The prediction value ('yes') and the list of valid labels make the mismatch immediately clear. Fix either the prompt (change it to output 'correct'/'incorrect') or the task config (update correct_labels/incorrect_labels to ["yes"]/["no"]).
In this case, the metric aggregation also fails, as there are no values to aggregate. This will be resolved once the score computation succeeds.
Python Scorer Crash
If a Python scorer raises an exception, the traceback is shown inline alongside the full inputs that were passed to the function — so you can reproduce the failure locally without running the entire task.
In the example below, the scorer accesses sample["expected_answer"] but the dataset field is named "capital":
Encountered error during score stage:
KeyError
Code execution failed.
Input:
{'sample': {'question': 'What is the capital of Japan?', 'country': 'Japan', 'capital': 'Tokyo', ...},
'solver_output': SolverTrace(...)}
Traceback:
line 11 (in function 'compute_scores')
return {
"is_correct": model_completion.lower().strip() == sample["expected_answer"].lower(),
}
KeyError: 'expected_answer'
--------------------------------------------------------------------------------
Processed all samples (1/1 failed).
================================================================================
Encountered error during metric stage:
ValueError
Cannot compute mean: received 0 sample scores, but at least 1 are required.
The Input block shows the exact sample dict that was passed in, so you can see every available key.
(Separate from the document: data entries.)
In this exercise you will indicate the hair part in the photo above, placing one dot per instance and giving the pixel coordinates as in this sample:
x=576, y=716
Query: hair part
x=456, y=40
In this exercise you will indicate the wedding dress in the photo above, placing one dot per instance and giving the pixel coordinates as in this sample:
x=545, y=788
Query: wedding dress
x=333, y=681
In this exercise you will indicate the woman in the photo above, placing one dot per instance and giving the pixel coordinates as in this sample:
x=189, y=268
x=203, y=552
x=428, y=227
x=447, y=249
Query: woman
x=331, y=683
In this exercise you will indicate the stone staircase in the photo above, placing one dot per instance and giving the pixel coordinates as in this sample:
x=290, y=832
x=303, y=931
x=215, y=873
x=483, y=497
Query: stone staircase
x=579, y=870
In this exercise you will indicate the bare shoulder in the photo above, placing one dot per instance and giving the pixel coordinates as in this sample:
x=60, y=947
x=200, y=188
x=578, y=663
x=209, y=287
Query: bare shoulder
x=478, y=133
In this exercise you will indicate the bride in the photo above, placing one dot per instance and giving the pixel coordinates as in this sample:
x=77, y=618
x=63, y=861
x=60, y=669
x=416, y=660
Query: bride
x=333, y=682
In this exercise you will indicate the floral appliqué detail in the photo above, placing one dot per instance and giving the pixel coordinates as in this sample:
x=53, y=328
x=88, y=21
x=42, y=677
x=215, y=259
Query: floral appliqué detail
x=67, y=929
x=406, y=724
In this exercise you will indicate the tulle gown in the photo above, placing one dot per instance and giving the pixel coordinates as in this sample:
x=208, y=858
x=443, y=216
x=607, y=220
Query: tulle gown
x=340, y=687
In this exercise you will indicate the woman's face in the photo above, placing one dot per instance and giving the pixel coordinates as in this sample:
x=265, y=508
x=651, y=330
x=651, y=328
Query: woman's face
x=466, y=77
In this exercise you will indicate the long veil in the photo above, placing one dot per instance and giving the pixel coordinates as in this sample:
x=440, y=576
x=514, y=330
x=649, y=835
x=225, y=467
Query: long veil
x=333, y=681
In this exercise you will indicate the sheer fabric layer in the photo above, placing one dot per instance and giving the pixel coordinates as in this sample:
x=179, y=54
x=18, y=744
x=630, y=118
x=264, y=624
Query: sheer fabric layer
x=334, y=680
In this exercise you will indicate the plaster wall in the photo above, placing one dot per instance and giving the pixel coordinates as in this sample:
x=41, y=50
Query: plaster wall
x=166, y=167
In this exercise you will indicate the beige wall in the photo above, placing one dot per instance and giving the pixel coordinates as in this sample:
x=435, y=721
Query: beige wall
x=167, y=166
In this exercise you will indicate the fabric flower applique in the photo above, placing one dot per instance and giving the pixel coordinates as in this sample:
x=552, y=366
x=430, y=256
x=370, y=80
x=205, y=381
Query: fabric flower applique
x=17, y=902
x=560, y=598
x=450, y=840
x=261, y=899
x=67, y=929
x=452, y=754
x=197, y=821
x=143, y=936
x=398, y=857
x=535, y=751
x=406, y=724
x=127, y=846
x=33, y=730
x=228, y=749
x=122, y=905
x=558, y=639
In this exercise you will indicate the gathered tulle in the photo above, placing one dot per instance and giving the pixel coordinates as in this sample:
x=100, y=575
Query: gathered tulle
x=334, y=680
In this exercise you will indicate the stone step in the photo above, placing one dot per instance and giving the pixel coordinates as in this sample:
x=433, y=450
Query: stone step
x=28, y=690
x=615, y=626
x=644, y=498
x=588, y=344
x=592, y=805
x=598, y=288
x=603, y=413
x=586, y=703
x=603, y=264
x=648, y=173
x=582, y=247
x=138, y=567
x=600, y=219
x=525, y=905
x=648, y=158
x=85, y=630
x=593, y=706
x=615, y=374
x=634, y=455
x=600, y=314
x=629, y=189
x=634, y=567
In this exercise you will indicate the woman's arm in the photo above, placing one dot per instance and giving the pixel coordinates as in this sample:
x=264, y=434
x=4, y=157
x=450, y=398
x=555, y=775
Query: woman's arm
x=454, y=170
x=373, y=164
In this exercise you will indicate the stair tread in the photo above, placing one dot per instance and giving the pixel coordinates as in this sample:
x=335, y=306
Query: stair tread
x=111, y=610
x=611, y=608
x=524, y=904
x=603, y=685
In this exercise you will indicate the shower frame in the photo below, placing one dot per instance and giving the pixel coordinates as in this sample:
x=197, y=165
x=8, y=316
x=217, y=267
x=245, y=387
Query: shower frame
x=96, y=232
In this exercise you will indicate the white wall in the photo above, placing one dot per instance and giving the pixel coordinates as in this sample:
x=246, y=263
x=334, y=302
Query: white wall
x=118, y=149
In this case, the metric aggregation also fails, as there are no values to aggregate. This will be resolved once the score computation succeeds.
Model Inference Failure
If the model returns an error during the solver stage — for example, because the API key is invalid or the endpoint is unreachable — the failure appears at the solver stage rather than the score stage:
Processing sample 1/1
--------------------------------------------------------------------------------
Dataset sample
question: What is the capital of Australia?
gt_answer: Canberra
sample_id: 0
--------------------------------------------------------------------------------
Encountered error during solver stage:
ValueError
Model adapter 'OpenAI Chat Completion' could not convert output. Received:
'{"error": {"message": "Incorrect API key provided: sk-inval**************ting.", ...}}',
status code: 401
Error: A non-200 status code (401) was returned by the model.
--------------------------------------------------------------------------------
Processed all samples (1/1 failed).
The raw error body and the HTTP status code are included. This indicates a model configuration problem rather than a task definition problem — run lf test model to diagnose and fix the model before retesting the task.